AMMAN: Jordanian officials said on Wednesday the country had foiled two plots to smuggle millions of captagon tablets through a border post near Saudi Arabia, in the biggest seizure in years of drugs smuggled by Iran-linked networks operating in southern Syria.
Officials from the Drug Enforcement Administration said they “foiled the smuggling of a huge quantity of drugs that was on its way to a neighboring country, and arrested members of two gangs linked to regional drug smuggling networks,” according to a report by ammonnews.
The Public Security Directorate said about 9.5 million tablets and 143 kg of hashish were found.
The drugs haul had an estimated street value of between $95 million and $237.5 million, according to research published in the International Addiction Review Journal, based on assumptions that users pay in the range of $10-$25 a pill.

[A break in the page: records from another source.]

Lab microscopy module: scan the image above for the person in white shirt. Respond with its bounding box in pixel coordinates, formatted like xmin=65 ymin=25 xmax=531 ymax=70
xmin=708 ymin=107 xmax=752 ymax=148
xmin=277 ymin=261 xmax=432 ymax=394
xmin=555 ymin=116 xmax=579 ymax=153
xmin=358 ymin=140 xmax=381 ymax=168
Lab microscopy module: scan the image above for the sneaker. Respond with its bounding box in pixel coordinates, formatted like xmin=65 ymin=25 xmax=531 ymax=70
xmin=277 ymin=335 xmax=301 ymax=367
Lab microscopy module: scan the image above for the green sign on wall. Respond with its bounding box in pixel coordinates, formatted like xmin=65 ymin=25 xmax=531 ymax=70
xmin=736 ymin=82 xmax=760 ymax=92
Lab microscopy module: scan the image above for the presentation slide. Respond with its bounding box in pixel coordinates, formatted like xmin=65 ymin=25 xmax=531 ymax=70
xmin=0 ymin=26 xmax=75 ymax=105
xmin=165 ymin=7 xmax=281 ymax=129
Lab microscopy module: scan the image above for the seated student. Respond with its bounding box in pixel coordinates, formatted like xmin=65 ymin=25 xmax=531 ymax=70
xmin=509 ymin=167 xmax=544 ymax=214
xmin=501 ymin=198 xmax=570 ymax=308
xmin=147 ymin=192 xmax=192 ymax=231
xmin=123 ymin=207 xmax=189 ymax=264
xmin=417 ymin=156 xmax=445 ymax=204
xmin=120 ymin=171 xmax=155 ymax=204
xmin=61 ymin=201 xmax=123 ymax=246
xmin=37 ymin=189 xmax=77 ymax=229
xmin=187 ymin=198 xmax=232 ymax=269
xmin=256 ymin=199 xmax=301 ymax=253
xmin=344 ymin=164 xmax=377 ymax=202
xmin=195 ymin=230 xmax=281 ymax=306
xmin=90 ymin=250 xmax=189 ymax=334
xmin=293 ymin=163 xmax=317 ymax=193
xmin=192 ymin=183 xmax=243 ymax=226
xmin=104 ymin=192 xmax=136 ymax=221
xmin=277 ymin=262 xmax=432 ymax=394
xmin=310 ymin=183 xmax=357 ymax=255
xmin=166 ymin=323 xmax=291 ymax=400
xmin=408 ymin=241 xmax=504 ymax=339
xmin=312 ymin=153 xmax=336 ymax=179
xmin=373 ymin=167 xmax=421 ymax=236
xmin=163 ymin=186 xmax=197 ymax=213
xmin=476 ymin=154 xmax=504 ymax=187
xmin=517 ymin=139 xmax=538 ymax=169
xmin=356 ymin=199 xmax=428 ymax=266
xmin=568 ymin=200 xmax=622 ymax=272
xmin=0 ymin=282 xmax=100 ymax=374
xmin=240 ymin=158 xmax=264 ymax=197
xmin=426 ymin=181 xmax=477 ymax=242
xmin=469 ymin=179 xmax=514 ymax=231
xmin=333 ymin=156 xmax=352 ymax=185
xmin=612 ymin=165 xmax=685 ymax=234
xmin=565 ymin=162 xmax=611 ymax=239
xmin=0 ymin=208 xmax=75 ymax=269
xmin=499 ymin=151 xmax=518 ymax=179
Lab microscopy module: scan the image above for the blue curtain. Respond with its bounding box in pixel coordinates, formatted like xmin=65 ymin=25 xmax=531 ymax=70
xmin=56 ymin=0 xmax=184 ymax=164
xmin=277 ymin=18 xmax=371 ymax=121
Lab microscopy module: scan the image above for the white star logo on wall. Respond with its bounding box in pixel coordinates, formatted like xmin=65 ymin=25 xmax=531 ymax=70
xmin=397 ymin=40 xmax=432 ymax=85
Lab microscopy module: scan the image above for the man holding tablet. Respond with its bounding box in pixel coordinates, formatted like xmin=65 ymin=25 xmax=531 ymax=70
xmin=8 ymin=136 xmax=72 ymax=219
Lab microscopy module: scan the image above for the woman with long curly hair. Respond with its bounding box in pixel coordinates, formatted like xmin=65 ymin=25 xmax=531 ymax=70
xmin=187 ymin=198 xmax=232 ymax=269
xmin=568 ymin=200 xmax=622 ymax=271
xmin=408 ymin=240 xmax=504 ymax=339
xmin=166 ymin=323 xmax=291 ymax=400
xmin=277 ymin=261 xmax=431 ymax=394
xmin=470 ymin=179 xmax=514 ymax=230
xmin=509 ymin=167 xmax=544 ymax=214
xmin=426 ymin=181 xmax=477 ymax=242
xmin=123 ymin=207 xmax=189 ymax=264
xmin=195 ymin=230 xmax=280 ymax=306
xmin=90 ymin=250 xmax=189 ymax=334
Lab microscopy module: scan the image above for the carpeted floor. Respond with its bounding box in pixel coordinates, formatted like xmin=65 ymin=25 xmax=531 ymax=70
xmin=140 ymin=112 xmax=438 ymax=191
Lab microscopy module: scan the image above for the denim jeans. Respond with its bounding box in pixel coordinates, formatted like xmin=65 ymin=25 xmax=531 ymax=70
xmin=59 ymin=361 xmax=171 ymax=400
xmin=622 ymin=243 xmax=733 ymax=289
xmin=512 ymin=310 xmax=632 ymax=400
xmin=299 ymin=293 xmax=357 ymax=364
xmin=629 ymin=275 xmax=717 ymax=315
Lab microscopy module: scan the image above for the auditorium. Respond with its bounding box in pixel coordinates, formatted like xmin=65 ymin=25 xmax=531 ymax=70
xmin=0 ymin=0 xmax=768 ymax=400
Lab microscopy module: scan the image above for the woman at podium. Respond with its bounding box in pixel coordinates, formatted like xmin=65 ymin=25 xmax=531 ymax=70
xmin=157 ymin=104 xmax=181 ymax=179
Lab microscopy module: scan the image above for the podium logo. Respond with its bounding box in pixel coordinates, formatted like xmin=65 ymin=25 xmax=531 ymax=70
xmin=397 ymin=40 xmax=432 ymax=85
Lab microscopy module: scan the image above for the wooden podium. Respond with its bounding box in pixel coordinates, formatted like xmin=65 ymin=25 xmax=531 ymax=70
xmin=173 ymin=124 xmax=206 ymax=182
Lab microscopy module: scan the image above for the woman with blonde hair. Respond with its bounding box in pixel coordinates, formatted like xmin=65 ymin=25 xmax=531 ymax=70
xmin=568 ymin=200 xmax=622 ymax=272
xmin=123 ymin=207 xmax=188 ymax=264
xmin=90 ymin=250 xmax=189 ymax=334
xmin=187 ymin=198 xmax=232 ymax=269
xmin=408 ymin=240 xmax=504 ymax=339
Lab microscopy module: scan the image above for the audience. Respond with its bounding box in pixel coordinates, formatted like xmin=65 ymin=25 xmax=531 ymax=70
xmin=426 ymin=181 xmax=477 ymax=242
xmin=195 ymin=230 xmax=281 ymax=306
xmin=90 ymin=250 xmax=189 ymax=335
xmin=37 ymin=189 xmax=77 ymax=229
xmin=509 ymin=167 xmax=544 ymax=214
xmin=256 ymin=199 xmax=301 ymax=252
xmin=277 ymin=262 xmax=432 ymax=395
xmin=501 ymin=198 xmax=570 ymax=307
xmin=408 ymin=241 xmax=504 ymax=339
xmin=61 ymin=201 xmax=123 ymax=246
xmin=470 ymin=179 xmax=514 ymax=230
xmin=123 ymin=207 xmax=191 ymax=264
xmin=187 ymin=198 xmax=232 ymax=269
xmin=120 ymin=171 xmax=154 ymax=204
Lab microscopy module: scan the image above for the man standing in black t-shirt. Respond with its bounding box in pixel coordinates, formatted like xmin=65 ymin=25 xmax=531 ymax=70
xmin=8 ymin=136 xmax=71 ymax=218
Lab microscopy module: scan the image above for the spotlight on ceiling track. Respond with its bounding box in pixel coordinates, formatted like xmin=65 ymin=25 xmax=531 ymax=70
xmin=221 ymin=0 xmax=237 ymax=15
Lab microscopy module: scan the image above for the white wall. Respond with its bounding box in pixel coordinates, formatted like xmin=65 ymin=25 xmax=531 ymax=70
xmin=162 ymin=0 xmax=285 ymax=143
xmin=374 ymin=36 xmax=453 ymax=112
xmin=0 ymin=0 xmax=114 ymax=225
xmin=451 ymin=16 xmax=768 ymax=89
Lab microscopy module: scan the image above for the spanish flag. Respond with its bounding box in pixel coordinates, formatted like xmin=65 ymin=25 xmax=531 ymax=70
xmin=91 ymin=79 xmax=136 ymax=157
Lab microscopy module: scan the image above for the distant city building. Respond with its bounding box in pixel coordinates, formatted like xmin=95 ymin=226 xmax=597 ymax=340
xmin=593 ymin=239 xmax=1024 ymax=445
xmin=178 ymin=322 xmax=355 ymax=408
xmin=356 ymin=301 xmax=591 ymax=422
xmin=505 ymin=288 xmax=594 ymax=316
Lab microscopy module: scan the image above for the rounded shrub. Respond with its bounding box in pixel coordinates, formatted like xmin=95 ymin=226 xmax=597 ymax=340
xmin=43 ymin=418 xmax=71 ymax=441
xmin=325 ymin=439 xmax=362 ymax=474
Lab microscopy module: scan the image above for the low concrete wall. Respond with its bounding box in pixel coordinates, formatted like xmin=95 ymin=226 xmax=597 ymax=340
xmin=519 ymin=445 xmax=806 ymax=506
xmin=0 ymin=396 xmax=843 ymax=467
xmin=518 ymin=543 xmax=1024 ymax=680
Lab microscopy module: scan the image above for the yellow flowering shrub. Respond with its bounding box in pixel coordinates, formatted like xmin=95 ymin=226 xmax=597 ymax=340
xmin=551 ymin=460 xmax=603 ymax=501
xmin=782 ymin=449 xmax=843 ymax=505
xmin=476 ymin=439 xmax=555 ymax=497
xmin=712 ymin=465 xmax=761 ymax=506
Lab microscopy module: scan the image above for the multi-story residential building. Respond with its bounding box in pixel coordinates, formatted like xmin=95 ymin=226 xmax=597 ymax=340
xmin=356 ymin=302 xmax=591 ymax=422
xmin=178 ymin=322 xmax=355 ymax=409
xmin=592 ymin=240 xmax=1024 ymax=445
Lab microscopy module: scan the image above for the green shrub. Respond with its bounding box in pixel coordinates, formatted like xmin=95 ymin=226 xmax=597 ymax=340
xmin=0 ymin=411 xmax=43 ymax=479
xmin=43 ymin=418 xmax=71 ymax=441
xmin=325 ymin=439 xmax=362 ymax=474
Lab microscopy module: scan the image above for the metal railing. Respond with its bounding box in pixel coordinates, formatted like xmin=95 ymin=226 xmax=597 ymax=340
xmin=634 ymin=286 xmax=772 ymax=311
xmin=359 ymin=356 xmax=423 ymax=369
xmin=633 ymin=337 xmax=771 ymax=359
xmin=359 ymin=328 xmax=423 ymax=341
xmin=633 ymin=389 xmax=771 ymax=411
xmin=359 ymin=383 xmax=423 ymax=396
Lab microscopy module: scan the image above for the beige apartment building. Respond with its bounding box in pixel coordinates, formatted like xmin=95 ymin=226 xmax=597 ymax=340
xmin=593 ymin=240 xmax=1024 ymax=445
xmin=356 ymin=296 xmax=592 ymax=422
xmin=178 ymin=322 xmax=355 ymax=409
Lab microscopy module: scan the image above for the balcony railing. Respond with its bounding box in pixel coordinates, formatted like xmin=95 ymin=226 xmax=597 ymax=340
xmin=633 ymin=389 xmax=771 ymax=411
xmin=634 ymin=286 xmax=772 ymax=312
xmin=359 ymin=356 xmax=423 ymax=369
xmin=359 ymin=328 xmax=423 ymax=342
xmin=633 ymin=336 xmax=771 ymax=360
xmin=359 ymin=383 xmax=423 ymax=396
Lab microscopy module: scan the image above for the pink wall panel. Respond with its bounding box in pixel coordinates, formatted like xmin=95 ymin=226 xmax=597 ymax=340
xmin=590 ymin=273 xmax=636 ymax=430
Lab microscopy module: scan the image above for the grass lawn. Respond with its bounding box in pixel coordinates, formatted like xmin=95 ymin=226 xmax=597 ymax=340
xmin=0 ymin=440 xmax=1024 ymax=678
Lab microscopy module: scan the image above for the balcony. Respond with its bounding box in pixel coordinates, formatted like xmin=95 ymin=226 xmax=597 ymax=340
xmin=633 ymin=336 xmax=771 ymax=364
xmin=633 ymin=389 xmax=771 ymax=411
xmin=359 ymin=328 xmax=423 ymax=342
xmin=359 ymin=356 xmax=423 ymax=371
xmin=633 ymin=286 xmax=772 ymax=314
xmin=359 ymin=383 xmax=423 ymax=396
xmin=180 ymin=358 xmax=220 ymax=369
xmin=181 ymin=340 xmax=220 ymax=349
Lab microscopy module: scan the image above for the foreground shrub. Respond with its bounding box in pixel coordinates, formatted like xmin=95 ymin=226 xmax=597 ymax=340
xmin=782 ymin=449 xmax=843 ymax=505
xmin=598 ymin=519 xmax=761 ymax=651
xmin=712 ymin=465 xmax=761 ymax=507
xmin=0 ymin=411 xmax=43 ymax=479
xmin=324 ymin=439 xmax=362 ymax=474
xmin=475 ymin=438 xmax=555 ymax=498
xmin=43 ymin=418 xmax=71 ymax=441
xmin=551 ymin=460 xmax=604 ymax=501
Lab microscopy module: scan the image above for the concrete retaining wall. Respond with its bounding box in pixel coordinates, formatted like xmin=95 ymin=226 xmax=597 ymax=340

Amphetamines are largely used by young men and teenaged boys across the Middle East, and the money raised through the sale of all narcotics are usually ploughed back into the drug trade while some find their way into organized crime and terrorism.
War-ravaged Syria has become the region's main site for the mass production of the addictive, amphetamine-type stimulant known as captagon, with Jordan a key transit route to Gulf states, Western anti-narcotics officials say.
Jordanian officials, like their Western allies, say Lebanon’s Iran-backed Hezbollah group and pro-Iranian militias who control much of southern Syria are behind a surge in the multi-billion-dollar drugs and weapons trade. Iran and Hezbollah deny the allegations.